Cash Wheat Trend


DTN reports:

While a winter storm is brewing in the western U.S. Plains, May contracts of corn and soybeans held slightly higher in quiet trade. All three wheats fell back from Tuesday’s big gains, ignoring a fourth consecutive day of lower trading in the U.S. dollar.


After a volatile start to the week, May K.C. wheat closed down 6 cents Wednesday at $4.36 3/4, still a part of the downtrend that started in early February. Wednesday’s weather map showed plenty of rain across the southwestern U.S. Plains, followed by high winds and warmer, spring-like temperatures. The rain will also spread eastward to SRW wheat areas on Thursday. Early crop ratings in Kansas are favorable with only 9% of the crop rated either poor or very poor, but it is still very early in the new season. The main bearish pressure on wheat prices continues to be the lack of U.S. exports and, even though prices are cheap, the export pace is unlikely to make much dent in ending supplies. With U.S. wheat supplies plentiful and the uncertainty of a new growing season ahead, the trends in cash HRW and SRW wheat remain down, while the trend in cash HRS wheat is sideways. DTN’s National HRW Index closed at $4.24 Tuesday, 19 cents under the May contract and up from its lowest prices in a year. DTN’s National SRW Index closed at $4.28, up from its lowest prices in 11 months. Trading in March grain contracts expires on Thursday, March 14.

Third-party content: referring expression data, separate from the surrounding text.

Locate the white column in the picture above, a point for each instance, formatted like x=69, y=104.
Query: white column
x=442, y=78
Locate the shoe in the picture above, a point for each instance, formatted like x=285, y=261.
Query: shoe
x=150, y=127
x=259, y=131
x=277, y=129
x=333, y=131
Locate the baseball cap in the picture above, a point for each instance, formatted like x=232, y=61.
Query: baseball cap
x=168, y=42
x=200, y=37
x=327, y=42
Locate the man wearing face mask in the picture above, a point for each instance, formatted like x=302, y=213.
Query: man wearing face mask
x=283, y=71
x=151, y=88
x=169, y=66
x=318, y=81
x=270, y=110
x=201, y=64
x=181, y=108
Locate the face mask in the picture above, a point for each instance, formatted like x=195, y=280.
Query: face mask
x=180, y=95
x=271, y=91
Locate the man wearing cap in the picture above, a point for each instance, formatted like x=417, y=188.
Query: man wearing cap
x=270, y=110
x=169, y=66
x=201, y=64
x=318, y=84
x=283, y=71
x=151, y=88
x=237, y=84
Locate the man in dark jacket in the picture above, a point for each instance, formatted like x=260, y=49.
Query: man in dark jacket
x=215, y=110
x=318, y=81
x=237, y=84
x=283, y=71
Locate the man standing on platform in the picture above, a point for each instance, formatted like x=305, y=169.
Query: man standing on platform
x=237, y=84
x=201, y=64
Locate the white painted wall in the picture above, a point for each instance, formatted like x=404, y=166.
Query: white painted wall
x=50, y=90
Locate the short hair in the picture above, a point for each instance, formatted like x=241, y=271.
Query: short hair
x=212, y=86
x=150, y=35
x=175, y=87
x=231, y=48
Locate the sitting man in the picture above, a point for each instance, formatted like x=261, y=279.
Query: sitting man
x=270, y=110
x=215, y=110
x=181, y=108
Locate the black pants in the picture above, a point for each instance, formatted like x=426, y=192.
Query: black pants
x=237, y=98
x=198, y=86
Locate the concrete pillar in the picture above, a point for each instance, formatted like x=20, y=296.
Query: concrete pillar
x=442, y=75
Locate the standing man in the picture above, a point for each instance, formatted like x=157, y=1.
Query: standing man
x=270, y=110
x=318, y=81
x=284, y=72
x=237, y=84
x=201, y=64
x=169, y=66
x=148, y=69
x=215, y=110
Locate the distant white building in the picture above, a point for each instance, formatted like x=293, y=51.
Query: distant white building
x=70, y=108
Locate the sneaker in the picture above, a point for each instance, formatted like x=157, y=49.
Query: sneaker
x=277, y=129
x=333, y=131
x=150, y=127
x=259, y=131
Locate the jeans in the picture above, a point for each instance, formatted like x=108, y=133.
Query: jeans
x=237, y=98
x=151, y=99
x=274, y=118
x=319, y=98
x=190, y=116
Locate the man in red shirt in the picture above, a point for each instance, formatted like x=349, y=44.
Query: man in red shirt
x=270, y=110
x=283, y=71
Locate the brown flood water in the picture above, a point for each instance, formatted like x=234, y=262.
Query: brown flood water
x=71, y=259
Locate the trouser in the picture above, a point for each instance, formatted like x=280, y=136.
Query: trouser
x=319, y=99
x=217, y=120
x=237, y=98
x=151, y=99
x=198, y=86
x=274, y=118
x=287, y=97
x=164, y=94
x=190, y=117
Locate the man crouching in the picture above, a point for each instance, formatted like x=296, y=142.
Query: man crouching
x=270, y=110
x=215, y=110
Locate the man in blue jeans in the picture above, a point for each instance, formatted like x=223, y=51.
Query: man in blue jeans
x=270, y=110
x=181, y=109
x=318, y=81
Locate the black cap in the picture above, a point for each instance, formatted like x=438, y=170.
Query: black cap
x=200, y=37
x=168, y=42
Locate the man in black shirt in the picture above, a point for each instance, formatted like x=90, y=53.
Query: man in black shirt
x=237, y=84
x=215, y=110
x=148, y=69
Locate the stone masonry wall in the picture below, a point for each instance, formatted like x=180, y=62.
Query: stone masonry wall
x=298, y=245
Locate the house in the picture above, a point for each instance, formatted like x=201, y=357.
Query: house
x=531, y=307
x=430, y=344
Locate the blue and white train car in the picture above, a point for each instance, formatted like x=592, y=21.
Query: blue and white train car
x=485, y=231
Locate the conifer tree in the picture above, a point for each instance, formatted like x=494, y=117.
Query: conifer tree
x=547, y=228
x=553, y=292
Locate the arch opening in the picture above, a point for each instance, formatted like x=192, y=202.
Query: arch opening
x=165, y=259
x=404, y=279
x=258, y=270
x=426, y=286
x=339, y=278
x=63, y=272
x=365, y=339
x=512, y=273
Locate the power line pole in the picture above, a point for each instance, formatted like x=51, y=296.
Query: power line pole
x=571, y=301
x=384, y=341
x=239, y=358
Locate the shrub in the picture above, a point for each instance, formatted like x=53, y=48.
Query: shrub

May corn closed up 3/4 cent at $3.66 1/2 Thursday, finding slight support after falling to a new contract low Monday and possibly also helped by unconfirmed talk of Chinese buying interest in U.S. corn. Crop conditions in South America remain bearish for prices with mostly beneficial rain in this week’s forecasts for both, Brazil and Argentina. Here in the U.S., corn planting in 2019 remains a concern with wet conditions in most crop areas. Wednesday’s weather map shows rain in the western Plains and a winter storm brewing, expected to turn into a blizzard in the northwestern Plains later Wednesday and into Thursday. Drier conditions are expected in the 6- to 10-day period, what many fields need before planting. Fundamentally, cash corn should still have a chance to trade higher before June, but concerns about export competition from South America have created some doubt. Earlier Wednesday, the U.S. Energy Department said ethanol inventory dropped from 24.3 million to 23.7 million barrels last week, while production was slightly lower. For now, the trend in cash corn is currently down early in 2019. There were 594 contracts of March corn still open early Wednesday, one day before contracts expire. DTN’s National Corn Index closed at $3.36 Tuesday, 29 cents below the May contract and up from its lowest price in over three months. In outside markets, the March U.S. dollar index is trading lower for a fourth consecutive day and most commodities were higher after the Labor Department said U.S. producer prices were up 2.3% in February from a year ago, a lower increase than prices have been showing lately.